Bij brief van 11 november 2013 heeft het college het besluit van 8 februari 2013 nader gemotiveerd.

Bij uitspraak van 5 augustus 2014 heeft de rechtbank het door [appellant] tegen het besluit van 8 februari 2013 ingestelde beroep ongegrond verklaard. Deze uitspraak is aangehecht.

Tegen deze uitspraken heeft [appellant] hoger beroep ingesteld.

Het college heeft een verweerschrift ingediend.

De zaak is door een meervoudige kamer van de Afdeling verwezen naar een enkelvoudige.
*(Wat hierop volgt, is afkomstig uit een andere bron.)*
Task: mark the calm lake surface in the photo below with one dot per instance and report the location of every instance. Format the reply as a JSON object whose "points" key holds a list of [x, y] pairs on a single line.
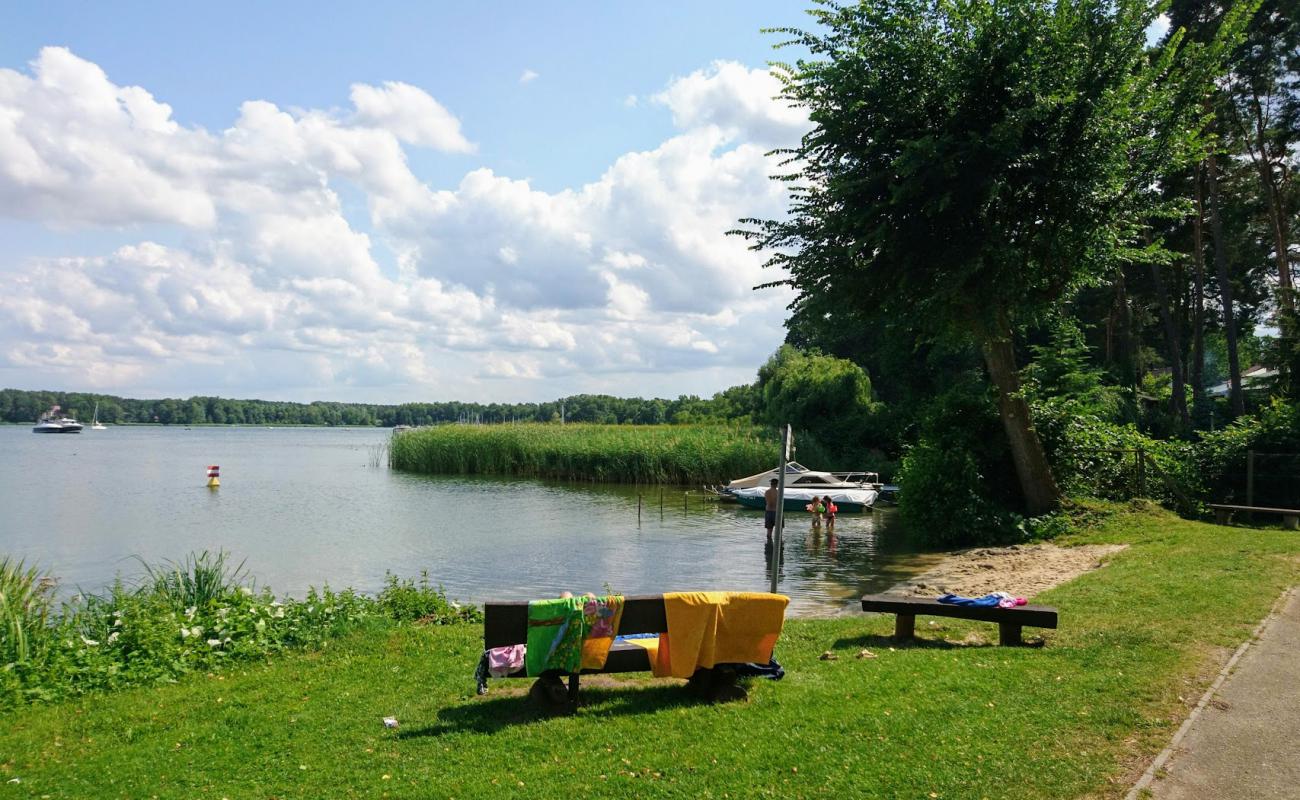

De Afdeling heeft de zaak ter zitting behandeld op 3 maart 2015, waar [appellant], bijgestaan door [gemachtigde], en het college, vertegenwoordigd door F. Wiersma-Luimes en P. Frölich, beiden werkzaam bij de gemeente, zijn verschenen.

Overwegingen

1. Het perceel ligt aan de achterzijde van het woonperceel van [appellant] aan de [locatie 1] en grenst daaraan. De paardenstal/berging heeft een nokhoogte van bijna 4 m en een oppervlakte van 147 m2.
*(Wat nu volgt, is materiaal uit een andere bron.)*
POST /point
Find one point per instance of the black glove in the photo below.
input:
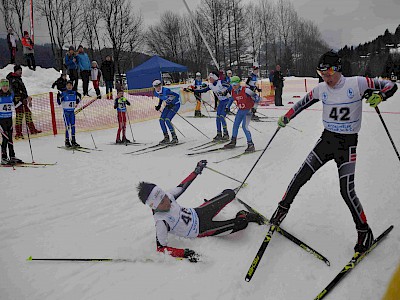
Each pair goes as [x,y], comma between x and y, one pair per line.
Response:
[191,255]
[200,166]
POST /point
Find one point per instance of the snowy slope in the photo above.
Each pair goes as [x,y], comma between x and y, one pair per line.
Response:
[86,206]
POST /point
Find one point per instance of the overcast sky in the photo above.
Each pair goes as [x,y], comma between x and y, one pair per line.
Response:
[341,22]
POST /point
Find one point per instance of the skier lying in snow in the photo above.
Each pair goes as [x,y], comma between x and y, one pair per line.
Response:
[169,216]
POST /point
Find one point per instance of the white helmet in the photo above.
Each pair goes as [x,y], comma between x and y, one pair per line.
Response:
[156,83]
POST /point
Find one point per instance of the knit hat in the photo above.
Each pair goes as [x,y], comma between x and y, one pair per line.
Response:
[17,67]
[150,194]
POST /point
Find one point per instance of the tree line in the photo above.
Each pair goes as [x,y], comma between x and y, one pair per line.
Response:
[239,34]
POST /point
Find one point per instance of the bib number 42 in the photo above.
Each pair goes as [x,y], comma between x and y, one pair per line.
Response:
[341,114]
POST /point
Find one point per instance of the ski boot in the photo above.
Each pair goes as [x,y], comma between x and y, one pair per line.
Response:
[165,140]
[251,217]
[225,137]
[250,147]
[174,138]
[279,214]
[218,137]
[365,239]
[74,143]
[232,144]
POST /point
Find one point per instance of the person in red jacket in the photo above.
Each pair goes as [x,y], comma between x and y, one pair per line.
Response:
[170,217]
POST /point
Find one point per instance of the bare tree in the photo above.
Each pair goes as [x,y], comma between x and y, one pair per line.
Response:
[121,24]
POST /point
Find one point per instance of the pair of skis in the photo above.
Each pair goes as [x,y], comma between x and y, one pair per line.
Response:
[354,261]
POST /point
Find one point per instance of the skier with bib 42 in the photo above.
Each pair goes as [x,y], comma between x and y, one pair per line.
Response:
[342,111]
[170,217]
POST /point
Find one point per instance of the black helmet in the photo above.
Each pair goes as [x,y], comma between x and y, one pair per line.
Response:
[328,60]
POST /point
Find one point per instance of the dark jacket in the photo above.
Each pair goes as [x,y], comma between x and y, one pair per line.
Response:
[17,86]
[61,84]
[107,68]
[277,81]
2. Ingevolge artikel 2.1, eerste lid, van de Wet algemene bepalingen omgevingsrecht (hierna: Wabo), is het verboden zonder omgevingsvergunning een project uit te voeren, voor zover dat geheel of gedeeltelijk bestaat uit:

a. het bouwen van een bouwwerk,

c. het gebruiken van gronden of bouwwerken in strijd met een bestemmingsplan.

Ingevolge artikel 2.12, eerste lid, kan, indien de aanvraag betrekking heeft op een activiteit als bedoeld in artikel 2.1, eerste lid, onder c, de omgevingsvergunning slechts worden verleend:

a. indien de activiteit in strijd is met het bestemmingsplan:

(…)

2˚ in de bij algemene maatregel van bestuur aangewezen gevallen, of

3˚ indien de activiteit niet in strijd is met een goede ruimtelijke ordening en de motivering van het besluit een goede ruimtelijke onderbouwing bevat.

Ingevolge artikel 2.7, eerste lid, van het Besluit omgevingsrecht (hierna: het Bor), worden als categorieën gevallen als bedoeld in artikel 2.12, eerste lid, onder a, 2o, van de Wabo, aangewezen de categorieën gevallen in artikel 4 van bijlage II.

Ingevolge artikel 1, eerste lid, van bijlage II bij het Bor, wordt in deze bijlage onder bijbehorend bouwwerk verstaan: uitbreiding van een hoofdgebouw dan wel functioneel met een zich op hetzelfde perceel bevindend hoofdgebouw verbonden, daar al dan niet tegen aangebouwd gebouw, of ander bouwwerk, met een dak.

Ingevolge artikel 4, aanhef en onder 1, zoals dat gold ten tijde van belang, komt voor verlening van een omgevingsvergunning waarbij met toepassing van artikel 2.12, eerste lid, onder a, 2o, van de Wabo van het bestemmingsplan wordt afgeweken, in aanmerking een bijbehorend bouwwerk:

a. binnen de bebouwde kom,

b. buiten de bebouwde kom, mits wordt voldaan aan de volgende eisen:

1o niet hoger dan 5 m,

2o de oppervlakte niet meer dan 150 m2, en

3o het bouwen niet tot gevolg heeft dat het aansluitend terrein voor meer dan 50% wordt bebouwd dan wel dat de oppervlakte die op grond van het bestemmingsplan in aanmerking komt, voor meer dan 50% wordt overschreden.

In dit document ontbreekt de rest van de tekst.